Fruit telen bovenop een zoetwaterbel

Appels, peren en zwarte bessen. Daar draait het om in het bedrijf van Jan en Paula Rijk in het Zeeuwse Ovezande. Zijn vader had een akkerbouwbedrijf van ongeveer 30 hectare. Te weinig om te verdelen onder zijn twee zoons. Tenzij ze allebei zouden overstappen op fruit, en dat gebeurde. Beide broers wonen sindsdien op steenworp afstand van elkaar en kregen ieder de helft van de grond.

Jan: “In de loop van de tijd zijn we gegroeid van 15 hectare naar 20 hectare.“Voorheen teelden we ongeveer twee derde van ons areaal appels en een derde peren. Dat is inmiddels omgedraaid.” Jan was één van de eersten in Nederland die de Kanzi appel teelde. “In die tijd had er helaas nog weinig selectie plaatsgevonden. Na ruim zeven jaar moesten we de bomen alweer rooien vanwege fruitboom kanker. Daar zijn we dus meteen mee gestopt.” Dit voorbeeld tekent de problematiek van de ontwikkeling van goede nieuwe Nederlandse appelrassen.

 

Genoeg zoet water

Op de vraag of ze ook last hebben gehad van de aanhoudende droogte van afgelopen zomer, reageert Jan Rijkontkennend. Dat vraagt om uitleg. Hoewel steeds meer Zeeuwse telers te maken hebben met toenemende verzilting van het grondwater, kent Rijk dat probleem helemaal niet.

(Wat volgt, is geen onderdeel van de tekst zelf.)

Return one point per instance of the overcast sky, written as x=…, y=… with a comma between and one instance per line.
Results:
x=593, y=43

“Wij hebben onder één van de percelen een flinke zoetwaterbel. Daarmee kunnen we de hele zomer water geven.” Dat doet Rijk voornamelijk door middel van fertigatie en af en toe door extra te beregenen.

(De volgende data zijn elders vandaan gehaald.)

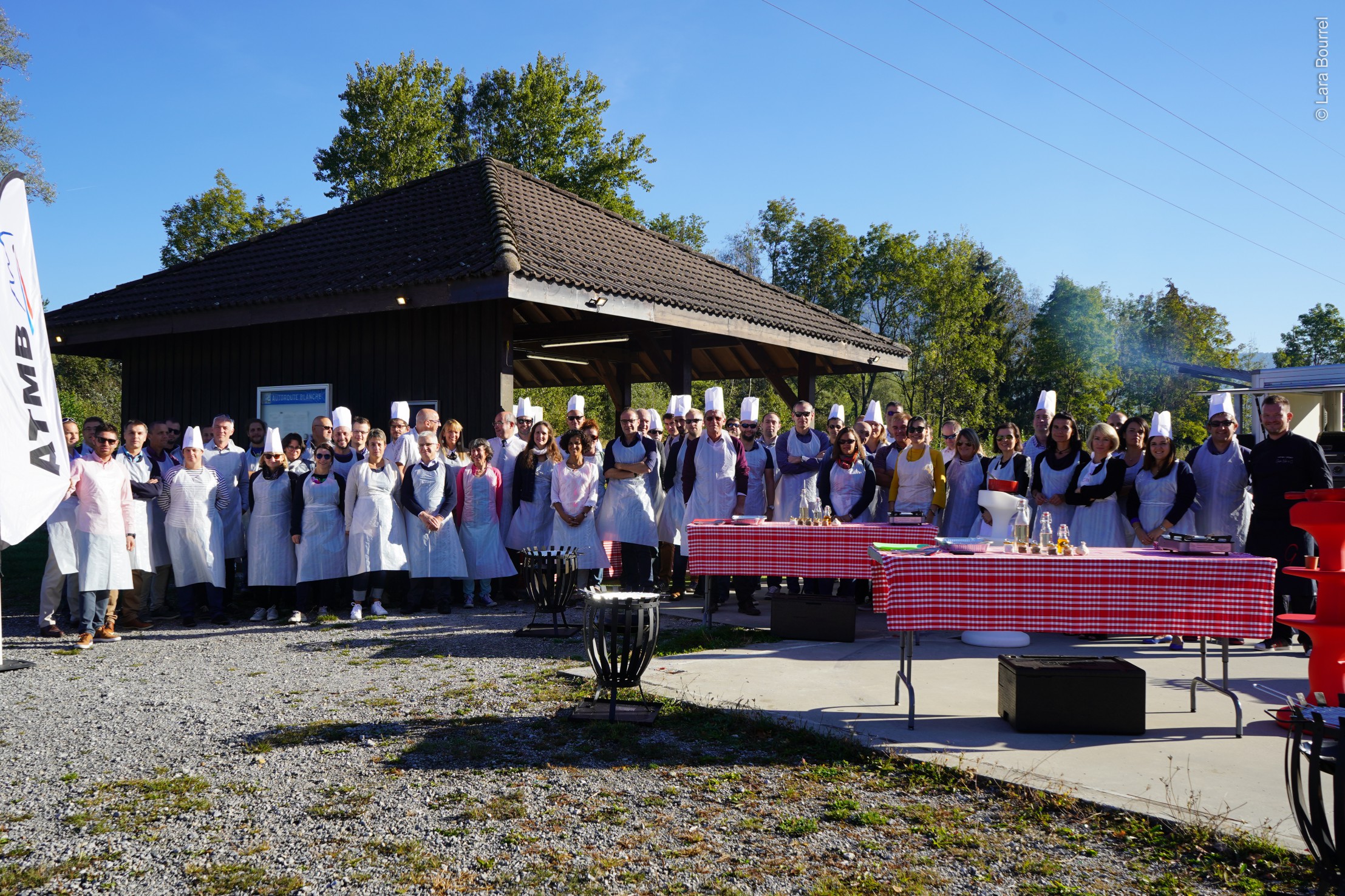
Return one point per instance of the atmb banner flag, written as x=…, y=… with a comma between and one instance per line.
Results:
x=33, y=452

Vijf jaar geleden deed Rijk mee met het project GOFRESH, een initiatief van diverse instellingen om te kijken of zoet water tijdens perioden van wateroverschot in de ondergrond kan worden opgeslagen om het in droge perioden te kunnen gebruiken.

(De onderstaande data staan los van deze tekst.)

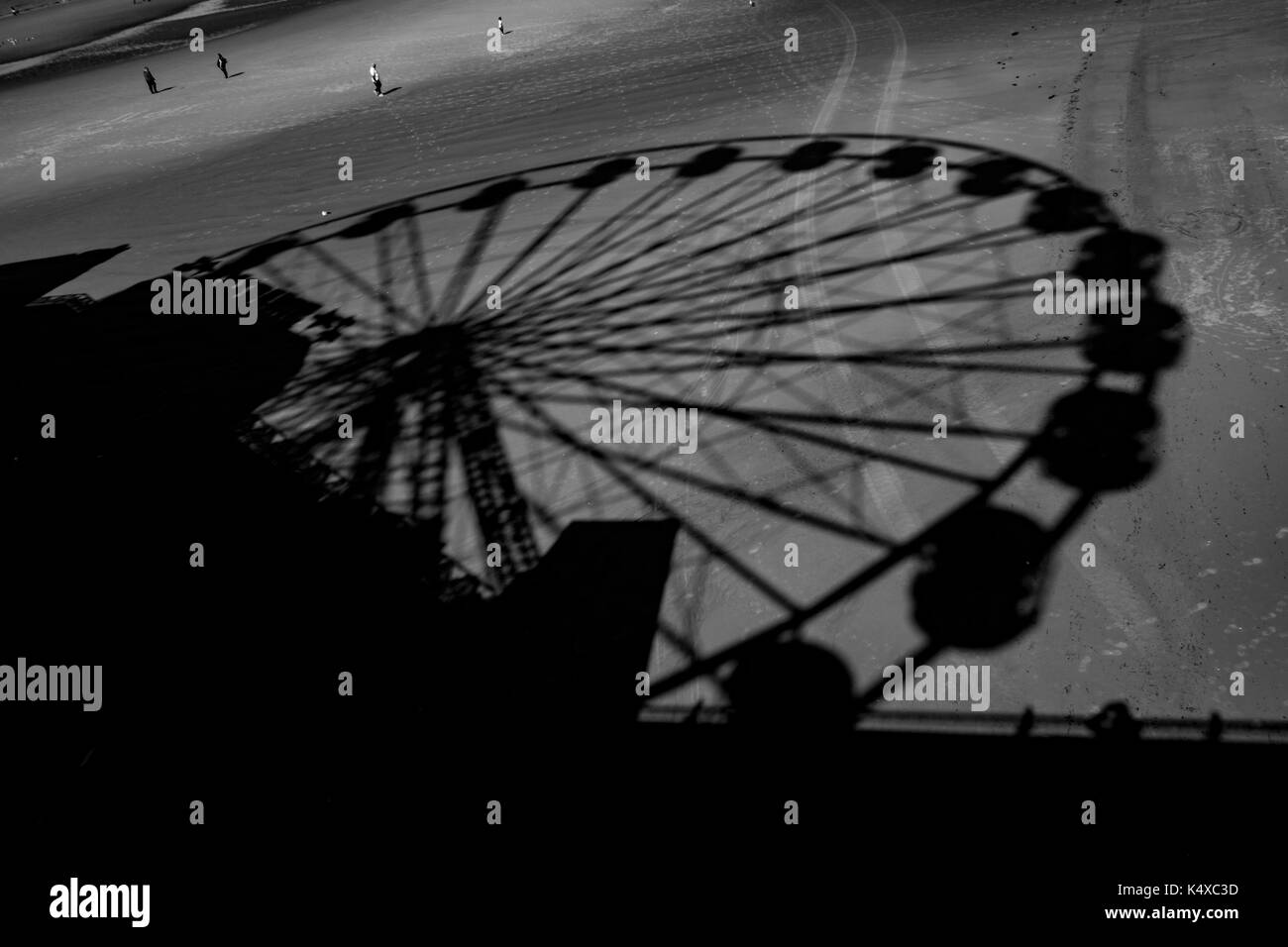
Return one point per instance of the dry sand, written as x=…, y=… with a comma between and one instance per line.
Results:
x=1190, y=578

“Veel regenwater wordt in de winter afgevoerd, terwijl we dat in de zomer heel goed kunnen gebruiken. Vandaar dat het idee is ontstaan om dat water op te vangen in plaats van af te voeren.”

 

Freshmaker

Volgens Technisch Specialist Martin Tolhoek van Van Iperen kan dat, omdat in de ondergrond van de percelen van Rijk oude kreekruggen lopen. “Die hebben zich in de loop van de tijd met zand gevuld en zijn daardoor waterdoorlatend.” Rijk beschikte over een waterbel met een hoogte van ongeveer zeven meter. Door in de winterperiode via een put zoet water te infiltreren en tegelijkertijd het zoute water, dat zich onder de bel bevindt, weg te pompen, heeft hij de hoogte van de bel kunnen verhogen naar 15 meter! “Dit systeem wordt Freshmaker genoemd. Overal waar je een dergelijke ondergrond hebt en waar een minimale laag zoet water aanwezig is, kan deze techniek worden toegepast.”

 

Geen peren zonder fertigatie

Regelmatige analyses tonen aan dat het water uit de Freshmaker, mede dankzij filters in het systeem, perfect van Rijkkwaliteit is. Het water gebruikt Rijk voornamelijk via fertigatie. “Ik zou niet graag peren planten zonder de mogelijkheid van fertigatie. Voor peren is dat systeem echt perfect.” Martin: “Je geeft natuurlijk water en meststoffen in de juiste dosering op de plek waar het nodig is. Zo gaat er bijvoorbeeld stikstof mee en hebben we als het om fosfaat gaat voor een polyfosfaat gekozen. Die slaat niet neer en blijft daardoor beschikbaar voor de boom. Daarnaast is het voor de teler belangrijk dat je met dit systeem veel directer kunt reageren.”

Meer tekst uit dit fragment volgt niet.